Extreme neoliberal economic models, in which the economic “trumps” the institutional, undermine the foundations of democratic principles and pose a risk to representative democracy, President of the Republic Prokopios Pavlopoulos said on Saturday.

“The origins and consistency of representative democracy demand a genuinely liberal – and not extreme neoliberal – model of economic organisation,” the president said, addressing the 14th Nafplio International Law Seminar on “Safeguarding Democratic Institutions within a Europe in Crisis: Challenges and Responses”.

Pavlopoulos highlighted four main dangers to representative democracy: the gradual rise in the dominance of executive over legislative power, in which the body more directly elected by the people was more and more marginalised; the erosion in the quality of protection offered to society by judicial power, as an inevitable consequence of the executive’s control of the legislature; ever-increasing and uncontrolled economic globalisation, especially of the financial system, where a large number of unelected non-state entities with international reach were ‘taking over’ a significant part of the powers and authorities traditionally belonging to democratically organised states; and lastly, the decline of the social state which, as an essential condition for ensuring social cohesion, formed an inseparable part of European democracy and Europe’s civilisation.

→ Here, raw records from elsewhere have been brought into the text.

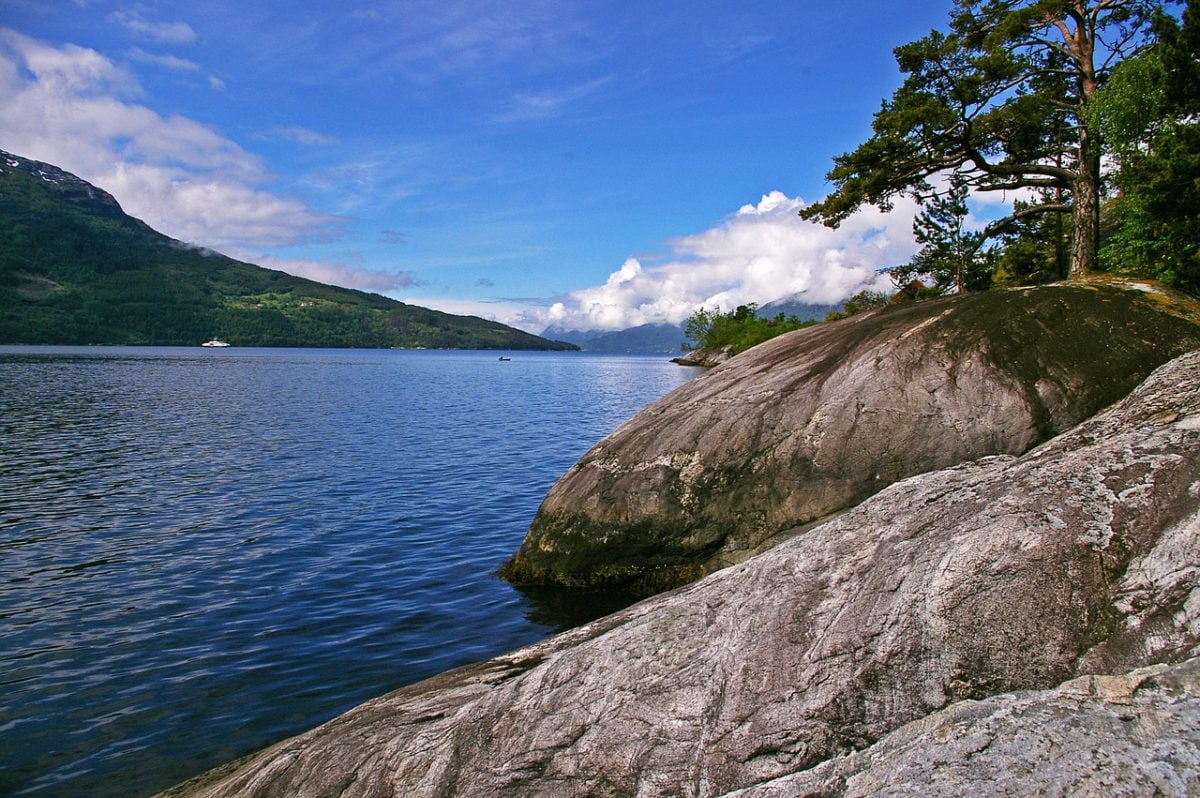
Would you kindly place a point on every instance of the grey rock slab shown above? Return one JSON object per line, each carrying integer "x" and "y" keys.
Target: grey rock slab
{"x": 1127, "y": 736}
{"x": 816, "y": 420}
{"x": 1080, "y": 557}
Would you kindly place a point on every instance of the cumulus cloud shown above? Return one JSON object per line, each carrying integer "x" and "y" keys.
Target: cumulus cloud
{"x": 760, "y": 253}
{"x": 72, "y": 107}
{"x": 334, "y": 274}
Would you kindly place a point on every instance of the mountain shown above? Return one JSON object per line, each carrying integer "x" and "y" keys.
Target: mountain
{"x": 76, "y": 269}
{"x": 796, "y": 305}
{"x": 646, "y": 339}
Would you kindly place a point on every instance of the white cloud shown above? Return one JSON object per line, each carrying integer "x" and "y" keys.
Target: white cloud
{"x": 334, "y": 274}
{"x": 300, "y": 136}
{"x": 173, "y": 33}
{"x": 166, "y": 61}
{"x": 503, "y": 311}
{"x": 529, "y": 106}
{"x": 761, "y": 253}
{"x": 72, "y": 107}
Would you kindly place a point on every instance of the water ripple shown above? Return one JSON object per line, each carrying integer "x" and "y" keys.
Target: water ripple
{"x": 207, "y": 551}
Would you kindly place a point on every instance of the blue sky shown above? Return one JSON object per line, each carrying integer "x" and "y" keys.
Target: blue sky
{"x": 583, "y": 165}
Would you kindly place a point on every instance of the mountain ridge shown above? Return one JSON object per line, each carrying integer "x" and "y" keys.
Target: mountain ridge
{"x": 75, "y": 269}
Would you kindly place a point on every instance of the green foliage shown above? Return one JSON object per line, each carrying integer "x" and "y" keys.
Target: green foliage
{"x": 1150, "y": 113}
{"x": 738, "y": 329}
{"x": 1001, "y": 99}
{"x": 951, "y": 255}
{"x": 76, "y": 269}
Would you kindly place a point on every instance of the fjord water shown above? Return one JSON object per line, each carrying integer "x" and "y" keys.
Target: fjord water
{"x": 205, "y": 551}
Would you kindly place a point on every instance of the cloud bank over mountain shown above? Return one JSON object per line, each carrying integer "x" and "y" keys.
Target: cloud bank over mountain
{"x": 760, "y": 253}
{"x": 73, "y": 107}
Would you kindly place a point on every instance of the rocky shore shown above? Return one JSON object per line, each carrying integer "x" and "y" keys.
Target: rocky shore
{"x": 814, "y": 421}
{"x": 1024, "y": 622}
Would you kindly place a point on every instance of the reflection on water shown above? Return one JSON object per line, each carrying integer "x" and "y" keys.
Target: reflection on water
{"x": 205, "y": 551}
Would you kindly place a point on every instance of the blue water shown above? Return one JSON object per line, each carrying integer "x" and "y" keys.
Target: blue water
{"x": 205, "y": 551}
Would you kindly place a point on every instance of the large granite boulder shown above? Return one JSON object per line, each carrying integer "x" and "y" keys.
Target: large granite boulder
{"x": 1093, "y": 737}
{"x": 816, "y": 420}
{"x": 1080, "y": 557}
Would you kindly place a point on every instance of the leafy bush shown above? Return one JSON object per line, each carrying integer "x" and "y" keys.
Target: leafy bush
{"x": 738, "y": 329}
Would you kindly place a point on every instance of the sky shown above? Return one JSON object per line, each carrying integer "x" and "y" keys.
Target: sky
{"x": 562, "y": 165}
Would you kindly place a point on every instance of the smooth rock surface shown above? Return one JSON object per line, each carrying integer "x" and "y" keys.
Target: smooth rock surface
{"x": 816, "y": 420}
{"x": 1095, "y": 737}
{"x": 1080, "y": 557}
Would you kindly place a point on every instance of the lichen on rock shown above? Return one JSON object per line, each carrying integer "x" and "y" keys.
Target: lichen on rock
{"x": 855, "y": 649}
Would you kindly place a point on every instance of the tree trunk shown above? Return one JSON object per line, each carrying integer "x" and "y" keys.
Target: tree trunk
{"x": 1085, "y": 214}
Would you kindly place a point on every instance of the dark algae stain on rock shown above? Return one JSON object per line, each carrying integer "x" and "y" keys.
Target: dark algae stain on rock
{"x": 809, "y": 424}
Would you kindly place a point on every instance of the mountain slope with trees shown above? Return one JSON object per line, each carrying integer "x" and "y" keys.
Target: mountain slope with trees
{"x": 76, "y": 269}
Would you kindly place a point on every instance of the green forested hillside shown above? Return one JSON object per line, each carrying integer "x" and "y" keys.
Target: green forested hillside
{"x": 76, "y": 269}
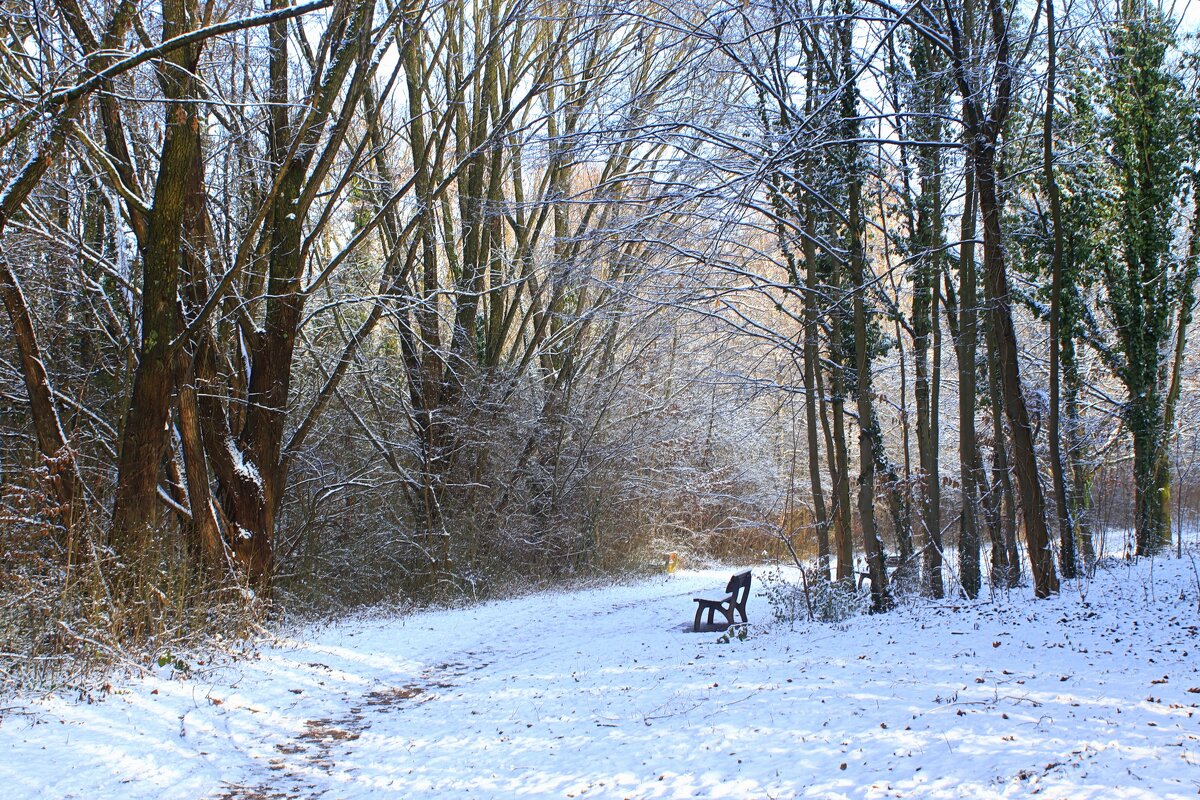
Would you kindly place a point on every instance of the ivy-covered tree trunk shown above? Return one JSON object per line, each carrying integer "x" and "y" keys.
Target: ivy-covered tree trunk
{"x": 1146, "y": 124}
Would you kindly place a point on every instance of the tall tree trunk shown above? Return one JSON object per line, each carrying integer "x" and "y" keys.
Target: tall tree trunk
{"x": 1045, "y": 581}
{"x": 811, "y": 364}
{"x": 869, "y": 438}
{"x": 970, "y": 461}
{"x": 139, "y": 464}
{"x": 1062, "y": 503}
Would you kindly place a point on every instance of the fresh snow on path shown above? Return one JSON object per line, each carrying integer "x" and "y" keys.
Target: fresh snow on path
{"x": 601, "y": 693}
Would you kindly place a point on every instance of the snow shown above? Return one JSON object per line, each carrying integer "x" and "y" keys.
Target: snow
{"x": 603, "y": 693}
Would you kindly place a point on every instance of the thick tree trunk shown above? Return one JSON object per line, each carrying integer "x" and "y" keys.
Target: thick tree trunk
{"x": 1062, "y": 501}
{"x": 1045, "y": 581}
{"x": 139, "y": 464}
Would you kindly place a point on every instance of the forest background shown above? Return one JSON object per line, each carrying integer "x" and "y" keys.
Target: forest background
{"x": 311, "y": 306}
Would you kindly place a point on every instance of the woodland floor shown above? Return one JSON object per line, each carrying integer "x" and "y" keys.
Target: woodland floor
{"x": 601, "y": 693}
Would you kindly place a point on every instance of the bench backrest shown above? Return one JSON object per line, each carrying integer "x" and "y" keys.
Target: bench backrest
{"x": 739, "y": 587}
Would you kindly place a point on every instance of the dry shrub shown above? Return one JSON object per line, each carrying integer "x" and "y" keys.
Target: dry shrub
{"x": 70, "y": 612}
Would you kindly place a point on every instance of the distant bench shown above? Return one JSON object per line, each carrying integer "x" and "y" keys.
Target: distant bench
{"x": 891, "y": 564}
{"x": 738, "y": 589}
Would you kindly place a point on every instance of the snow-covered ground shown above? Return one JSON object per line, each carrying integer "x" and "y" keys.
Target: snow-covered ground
{"x": 603, "y": 693}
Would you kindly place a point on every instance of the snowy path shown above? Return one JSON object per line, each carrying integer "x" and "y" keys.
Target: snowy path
{"x": 603, "y": 695}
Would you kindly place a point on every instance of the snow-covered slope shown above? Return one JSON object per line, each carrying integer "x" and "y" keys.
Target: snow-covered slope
{"x": 603, "y": 693}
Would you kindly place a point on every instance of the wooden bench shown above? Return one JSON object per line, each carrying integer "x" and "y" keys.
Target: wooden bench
{"x": 891, "y": 564}
{"x": 738, "y": 589}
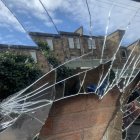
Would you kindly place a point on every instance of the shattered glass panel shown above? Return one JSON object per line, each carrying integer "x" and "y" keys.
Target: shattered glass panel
{"x": 95, "y": 70}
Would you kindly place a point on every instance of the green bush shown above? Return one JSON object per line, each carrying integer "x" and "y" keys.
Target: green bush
{"x": 16, "y": 72}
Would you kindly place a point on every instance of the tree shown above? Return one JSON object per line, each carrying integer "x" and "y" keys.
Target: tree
{"x": 16, "y": 72}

“The clearly visible decline of the social state of law in our times creates, through its very nature, an extremely ‘toxic’ danger of undermining representative democracy. This is the inevitable conclusion that arises from the fact that the origins and consistency of representative democracy require a genuinely liberal – and not extreme neoliberal – form of economic organisation,” he said.
The president highlighted the importance of representative democracy as the system of democratic governance that best served the democratic ideal and humanity, noting that it should serve as a guide for the European edifice in its course toward integration.

“Equally, however, no one must overlook the fact that representative democracy – just as democracy itself – is an extremely ‘delicate’ good; at least, in the sense that it can never, on any account, be considered completely safe and secure given that the dangers of it being undermined, in a world by definition hostile to the classic ‘public interest’, are real, visible and constantly changing,” he said.